In un clima politico di forti tensioni, come quello che portò all’instaurazione del doppio capitanato del Popolo alla fine del 1270, stringere una così importante alleanza matrimoniale con una delle due famiglie più potenti della città significava salvaguardare la propria posizione in patria. Per suggellare ulteriormente l’intesa, lo stesso giorno i fratelli Manuele e Benedetto concessero a Oberto un prestito grazioso di 400 lire. A pochi giorni di distanza Manuele Zaccaria dettò il suo primo testamento e, nel timore che una larga parte del suo patrimonio passasse alla figlia Orietta (e quindi agli Spinola), nominò erede, in caso di assenza di eredi diretti maschi, Benedetto o i suoi discendenti.
La partnership con Benedetto si rinsaldò negli anni. Il legame tra i due si riflette nelle molte istanze in cui appaiono insieme nella documentazione commerciale e nei molti casi in cui Manuele agì in veste di procuratore del fratello. Il giro d’affari di Manuele crebbe notevolmente.
Basti pensare che solo nel 1276, in un periodo in cui era diventato difficile accedere al grano a causa di carestie, il Comune si impegnò ad acquistare da lui 10.000 mine di grano proveniente dai territori bizantini al prezzo di 22 soldi (cioè poco più di una lira) per mina, concedendogli inoltre la facoltà di vendere la merce personalmente, a condizione di farlo sul mercato cittadino. Nel solo mese di agosto del 1285, inoltre, Manuele e Benedetto ricevettero da Guidetto de Nigro e da Bonifacio e Polino Doria (genero di Benedetto) panni del valore di 8635 lire che i due fratelli dovevano commerciare nel Levante, e a loro volta i fratelli Zaccaria investirono 1300 lire in una commenda stipulata con Andriolo Pellato. Si tratta di cifre esorbitanti che ben illustrano le capacità economiche di Manuele.

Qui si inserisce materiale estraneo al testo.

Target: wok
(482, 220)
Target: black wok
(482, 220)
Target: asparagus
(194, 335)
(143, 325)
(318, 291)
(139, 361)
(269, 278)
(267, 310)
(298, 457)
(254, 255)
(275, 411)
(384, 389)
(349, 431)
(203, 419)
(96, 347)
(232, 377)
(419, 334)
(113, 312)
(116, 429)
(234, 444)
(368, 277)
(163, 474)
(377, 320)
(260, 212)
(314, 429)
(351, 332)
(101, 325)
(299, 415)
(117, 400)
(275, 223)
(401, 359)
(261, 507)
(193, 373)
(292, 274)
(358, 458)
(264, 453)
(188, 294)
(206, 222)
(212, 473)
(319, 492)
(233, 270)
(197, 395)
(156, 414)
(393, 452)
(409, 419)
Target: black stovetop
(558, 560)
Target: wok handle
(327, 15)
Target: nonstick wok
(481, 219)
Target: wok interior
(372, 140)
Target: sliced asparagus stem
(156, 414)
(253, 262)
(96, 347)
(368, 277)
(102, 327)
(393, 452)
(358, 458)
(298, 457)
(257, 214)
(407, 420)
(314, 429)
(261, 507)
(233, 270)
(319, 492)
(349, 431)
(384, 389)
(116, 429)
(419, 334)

Al contrario di quanto si constata per Benedetto, sono poche le notizie circa le attività militari di Manuele fuori patria e si concentrano nei primi anni Novanta.

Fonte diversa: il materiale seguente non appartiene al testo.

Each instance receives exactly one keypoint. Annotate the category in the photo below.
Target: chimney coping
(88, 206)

Nel 1291, mentre era impegnato a reclutare uomini per conto di Benedetto che da lì a poco sarebbe partito per la Castiglia a servizio del re Sancio IV, attaccò al largo dell’isola di Santa Margherita due navi pisane armate per compiere azioni di pirateria sulle navi genovesi, le sconfisse e condusse a Genova i prigionieri pisani. Nel 1292 Manuele fu inoltre scelto come ammiraglio dall’alto clero romano, per adempiere alla volontà del testé defunto papa Niccolò IV (difendere Cipro e l’Armenia dagli attacchi dei Saraceni). Manuele dovette vincere le resistenze del Comune di Genova, perché un incarico simile (che egli condivise con Tedisio Doria) doveva essere approvato dal consiglio cittadino. Determinato a portare a termine la missione che gli era stata affidata, Manuele si appellò alla Curia romana e ottenne l’invio di un legato a Genova, ottenendo l’autorizzazione a restare al servizio della Chiesa per un anno.
Il secondo e straordinariamente dettagliato testamento datato 1294 mostra appieno la capacità di accumulo di beni e di denaro di questo mercante. Entro la fine del secolo XIII disponeva di un patrimonio immobiliare e fondiario di tutto rispetto: almeno due case munite di torre, una delle quali ereditata dal padre, e una domus magna circondata da terreni e un bosco, ubicata nella vicina Albaro. Rimasto vedovo di Eliana, era convolato a nuove nozze, in data imprecisata, con Clarissa, di famiglia sconosciuta, da cui aveva avuto sicuramente una figlia, Catalina, ancora nubile nel 1294, a cui Manuele legò una dote di 1000 lire, e l’unico figlio maschio ed erede delle sue fortune, l’ancora minorenne Giovannino.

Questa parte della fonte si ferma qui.